Não sei quando a praticagem se tornou obrigatória em Santos. Mas na década de 50 os navios de cabotagem de menos de mil toneladas de deslocamento, entravam sem prático e fundeavam em qualquer lugar, não havia um zoneamento embora o espaço não fosse muito grande. Basta você olhar os postais antigos de Santos, daqueles lássicos, com fotos tiradas do Monte Serrat.

 

Lembro-me de uma noite de 1955, em que cheguei a Santos no Santa Rosa. Era um cargueiro antigo, de 1919, do tipo chamado Laker (haviam sido construídos em série, no final da Primeira Grande Guerra por estaleiros localizados nos Grandes Lagos. Para poder sair para o mar tinham o comprimento limitado pelo das eclusas do Welland Canal, entre os lagos Erie e Ontario, cerca de 78m, mas para compensar tinham muito pontal (altura) e calado. Quase todos foram batizados originalmente com nomes de lagos. No Brasil tivemos uma meia dúzia deles).

 


O navio-escola Guanabara, hoje o Sagres da Marinha de Portugal,

no Lagamar do Enguaguaçú, em manobra de atracação, auxiliado por

rebocadores da Wilson, Sons. Início da década de 1950.

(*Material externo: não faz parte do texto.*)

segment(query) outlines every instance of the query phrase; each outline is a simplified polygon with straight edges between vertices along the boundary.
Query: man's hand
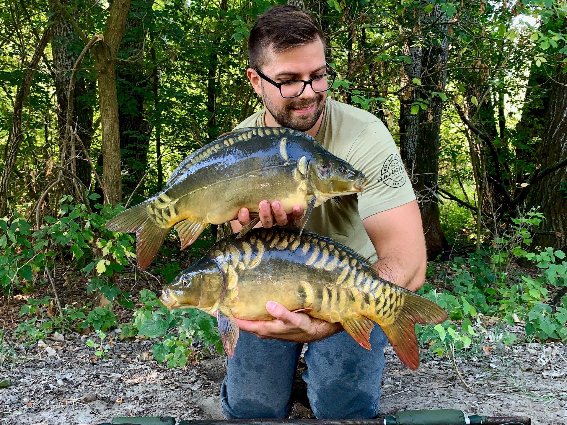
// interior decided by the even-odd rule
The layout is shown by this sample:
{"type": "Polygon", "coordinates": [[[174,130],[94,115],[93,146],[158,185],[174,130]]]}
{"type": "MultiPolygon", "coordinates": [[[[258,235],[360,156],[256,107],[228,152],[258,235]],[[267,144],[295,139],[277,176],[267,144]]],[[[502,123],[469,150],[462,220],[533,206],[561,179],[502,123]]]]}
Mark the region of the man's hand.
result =
{"type": "Polygon", "coordinates": [[[338,323],[329,323],[311,317],[305,313],[293,313],[281,304],[269,301],[266,309],[273,320],[241,320],[235,318],[240,330],[259,338],[281,339],[291,342],[312,342],[342,330],[338,323]]]}
{"type": "MultiPolygon", "coordinates": [[[[260,221],[266,228],[274,224],[285,226],[291,224],[294,220],[299,220],[303,215],[303,209],[299,205],[294,206],[291,214],[286,214],[279,201],[274,201],[271,205],[268,201],[263,201],[260,203],[258,209],[260,211],[260,221]]],[[[247,208],[241,208],[238,211],[239,223],[241,226],[246,226],[251,221],[250,211],[247,208]]],[[[240,230],[239,228],[235,229],[234,226],[232,228],[235,232],[240,230]]]]}

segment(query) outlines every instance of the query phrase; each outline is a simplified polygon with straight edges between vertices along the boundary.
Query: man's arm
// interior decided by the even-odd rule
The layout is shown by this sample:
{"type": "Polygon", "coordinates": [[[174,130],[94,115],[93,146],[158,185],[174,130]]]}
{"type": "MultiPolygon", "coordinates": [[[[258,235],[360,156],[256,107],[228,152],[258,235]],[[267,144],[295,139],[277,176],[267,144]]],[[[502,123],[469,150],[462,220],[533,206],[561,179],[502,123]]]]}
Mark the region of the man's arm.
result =
{"type": "Polygon", "coordinates": [[[417,201],[370,215],[362,224],[378,256],[374,265],[380,277],[411,291],[421,288],[427,256],[417,201]]]}

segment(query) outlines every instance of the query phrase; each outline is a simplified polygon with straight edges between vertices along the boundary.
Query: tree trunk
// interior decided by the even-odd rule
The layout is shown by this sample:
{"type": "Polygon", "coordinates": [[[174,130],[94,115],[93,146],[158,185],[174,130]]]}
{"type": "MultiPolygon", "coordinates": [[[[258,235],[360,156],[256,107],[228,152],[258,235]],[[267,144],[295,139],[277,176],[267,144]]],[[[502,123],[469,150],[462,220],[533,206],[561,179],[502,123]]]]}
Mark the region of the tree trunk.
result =
{"type": "Polygon", "coordinates": [[[50,26],[44,32],[41,40],[36,46],[33,56],[26,67],[22,84],[16,94],[14,103],[14,113],[12,115],[12,127],[8,136],[5,152],[4,169],[2,170],[2,175],[0,175],[0,217],[3,216],[8,212],[8,188],[16,165],[16,159],[18,157],[20,143],[22,143],[24,137],[22,120],[24,102],[29,94],[29,87],[37,69],[39,60],[43,54],[43,52],[45,50],[47,43],[52,35],[53,32],[50,26]]]}
{"type": "MultiPolygon", "coordinates": [[[[64,1],[67,4],[69,1],[64,1]]],[[[52,5],[52,10],[55,10],[52,5]]],[[[62,14],[54,19],[53,40],[51,51],[54,69],[54,83],[57,102],[57,122],[59,128],[60,152],[66,137],[65,125],[67,120],[67,91],[71,80],[71,70],[77,60],[76,48],[81,42],[71,23],[62,14]]],[[[80,49],[79,49],[80,51],[80,49]]],[[[80,75],[80,74],[79,74],[80,75]]],[[[92,103],[85,99],[85,96],[92,88],[92,84],[84,78],[78,78],[75,87],[73,103],[73,130],[81,140],[77,144],[77,175],[83,184],[88,188],[91,184],[91,165],[87,160],[90,154],[92,128],[92,103]],[[86,151],[83,152],[83,147],[86,151]]],[[[64,161],[65,162],[65,161],[64,161]]]]}
{"type": "MultiPolygon", "coordinates": [[[[431,16],[441,16],[437,5],[431,16]]],[[[416,15],[417,16],[417,15],[416,15]]],[[[417,18],[418,23],[418,18],[417,18]]],[[[439,131],[443,113],[443,101],[438,96],[430,96],[432,91],[445,91],[448,57],[448,41],[439,37],[441,42],[428,40],[430,45],[422,46],[413,39],[407,42],[404,54],[411,60],[404,65],[401,86],[407,88],[402,93],[400,113],[400,144],[402,159],[412,176],[414,189],[418,193],[424,232],[427,244],[428,258],[434,259],[447,245],[441,229],[439,205],[435,192],[439,172],[439,131]],[[420,79],[421,86],[412,82],[420,79]],[[429,100],[428,108],[421,107],[411,113],[412,104],[418,98],[429,100]]]]}
{"type": "Polygon", "coordinates": [[[102,131],[103,193],[104,203],[122,201],[120,130],[119,125],[115,62],[124,34],[130,0],[115,0],[107,22],[104,40],[94,49],[102,131]]]}
{"type": "Polygon", "coordinates": [[[130,190],[143,177],[150,148],[150,129],[144,109],[149,77],[143,67],[143,49],[153,3],[153,0],[142,0],[130,10],[120,46],[126,60],[117,67],[121,158],[126,175],[124,182],[130,190]]]}
{"type": "MultiPolygon", "coordinates": [[[[537,163],[545,169],[567,159],[567,74],[561,62],[549,82],[549,108],[537,163]]],[[[567,167],[563,167],[537,182],[530,191],[530,205],[545,216],[534,244],[556,249],[567,248],[567,167]]]]}

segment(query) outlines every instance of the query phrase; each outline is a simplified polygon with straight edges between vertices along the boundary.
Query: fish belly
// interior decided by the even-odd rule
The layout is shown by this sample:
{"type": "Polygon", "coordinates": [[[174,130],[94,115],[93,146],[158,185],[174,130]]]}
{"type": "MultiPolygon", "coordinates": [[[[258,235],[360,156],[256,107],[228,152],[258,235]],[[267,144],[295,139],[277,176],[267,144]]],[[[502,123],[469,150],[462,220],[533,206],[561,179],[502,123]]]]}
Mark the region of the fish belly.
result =
{"type": "Polygon", "coordinates": [[[258,212],[259,205],[264,200],[281,202],[288,214],[295,205],[307,207],[307,192],[299,183],[284,172],[265,174],[220,181],[184,195],[177,203],[178,216],[180,219],[220,224],[234,219],[243,207],[258,212]]]}

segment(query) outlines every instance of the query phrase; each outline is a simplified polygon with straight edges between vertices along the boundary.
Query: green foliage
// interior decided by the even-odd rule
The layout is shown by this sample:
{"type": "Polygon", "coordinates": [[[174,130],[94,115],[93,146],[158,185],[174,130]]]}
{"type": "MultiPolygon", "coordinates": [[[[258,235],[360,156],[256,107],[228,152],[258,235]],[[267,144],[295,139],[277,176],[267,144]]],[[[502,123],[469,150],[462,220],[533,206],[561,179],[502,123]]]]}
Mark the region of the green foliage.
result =
{"type": "Polygon", "coordinates": [[[109,305],[105,307],[95,307],[87,316],[85,319],[86,327],[88,324],[97,332],[108,330],[116,326],[116,316],[111,311],[109,305]]]}
{"type": "Polygon", "coordinates": [[[45,339],[48,334],[56,332],[62,334],[69,332],[74,324],[80,324],[86,317],[86,307],[69,305],[65,305],[60,314],[54,315],[52,311],[53,304],[50,297],[45,296],[40,300],[28,298],[27,303],[20,308],[20,316],[33,317],[18,324],[14,336],[24,345],[29,345],[39,339],[45,339]]]}
{"type": "Polygon", "coordinates": [[[183,367],[187,364],[193,352],[194,341],[202,340],[205,347],[213,345],[223,352],[214,317],[196,309],[170,311],[148,290],[142,290],[140,296],[143,307],[134,312],[132,322],[122,326],[121,338],[163,337],[154,344],[152,351],[154,358],[159,363],[166,362],[168,367],[183,367]],[[172,332],[174,328],[176,333],[172,332]]]}
{"type": "Polygon", "coordinates": [[[108,349],[105,348],[106,345],[104,343],[104,338],[106,338],[106,334],[100,329],[97,330],[96,336],[99,337],[100,341],[94,341],[92,339],[87,339],[86,343],[87,347],[91,347],[95,349],[95,355],[98,358],[103,359],[108,358],[108,349]]]}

Acervo: Sérgio Fernandes Lopes

 

Mas chegando à barra, fui entrando, já conhecia o porto. Mas no fundeadouro interno, tive dificuldade em encontrar lugar. O porto estava cheio e fui seguindo em direção ao Saboó. Fundear um navio em local apertado não é fácil. Normalmente se pára a máquina e se dá um pouco à ré, quando o navio começa a movimentar-se para trás, dá-se a ordem de "Larga o ferro",  já previamente selecionado,  o de bombordo ou o de boreste. A quantidade de amarra (medida em manilhas -- as amarras são fabricadas em seções de 15 braças, unidas por manilhas. Três manilhas, por exemplo, representam 45 braças ou 82m (cada braça vale 1,829m). A quantidade (ou o filame) de amarra depende da profundidade, usualmente 3 a 4 vezes a profundidade. Em lugar de correnteza forte, ou com ventos fortes, aumenta-se o filame).

 

Voltando à minha história. O navio era lento, tinha pouca força e demorava em atender ao leme, mas cheguei a um ponto que, mesmo parecendo meio apertado, dava para fundear. Mandei largar o ferro e esperei que o navio filasse, isto é, ficasse aproado à correnteza, ou ao vento, como estavam os outros em volta. Ou seja, ao se fundear é necessário prever que o navio girará em torno do ferro, descrevendo um círculo que tem que estar livre do círculo que os navios em volta também vão descrever.  Quando o Santa Rosa começou a girar, vi que ia passar muito perto de outro, também fundeado. Ali não dava e mandei suspender o ferro para procurar um lugar melhor. Se não achasse, a alternativa seria sair a barra e fundear do lado de fora. Mas acabei achando um lugar, ainda apertado, mas que dava para passar pelo menos à noite. E assim foi, deixei um piloto de quarto no passadiço para qualquer eventualidade. Mas tudo correu bem e ao amanhecer conseguimos um lugar melhor.”

 


O cartão-postal datado de 16/01/1948, enviado pelo casal em lua-de-

mel Gecy e Lídia, mostra claramente o Centro de Santos, a Ilha Barnabé

e o fundeadouro do Lagamar. Acervo: L. J. Giraud

 

Rafael Viva, grande admirador dos navios e um dos grandes fotógrafos amadores dessas belas embarcações, como também são Silvio Roberto Smera, Fabio Fontes, Edson Lucas, José Carlos Silvares, Marcelo Machado e Antonio Giacomelli, fez o seguinte comentário, por sinal, muito interessante sobre aquela época:

 

“Puxa, bela imagem, realmente muito interessante poder ver esse tipo de foto do nosso porto talvez mais ainda para os jovens que hoje não têm tanta oportunidade de ver muitos navios atracados, devido principalmente ao desenvolvimento de tecnologias que agilizam as movimentações e fazem com que muitos navios não fiquem atracados por mais de 48 horas no cais.

 

Não tenho 30 anos e mesmo assim peguei o final de uma boa época, me lembro que passeando pelo porto via navios atracados ocupando quase todos os armazéns e hoje isso não mais acontece.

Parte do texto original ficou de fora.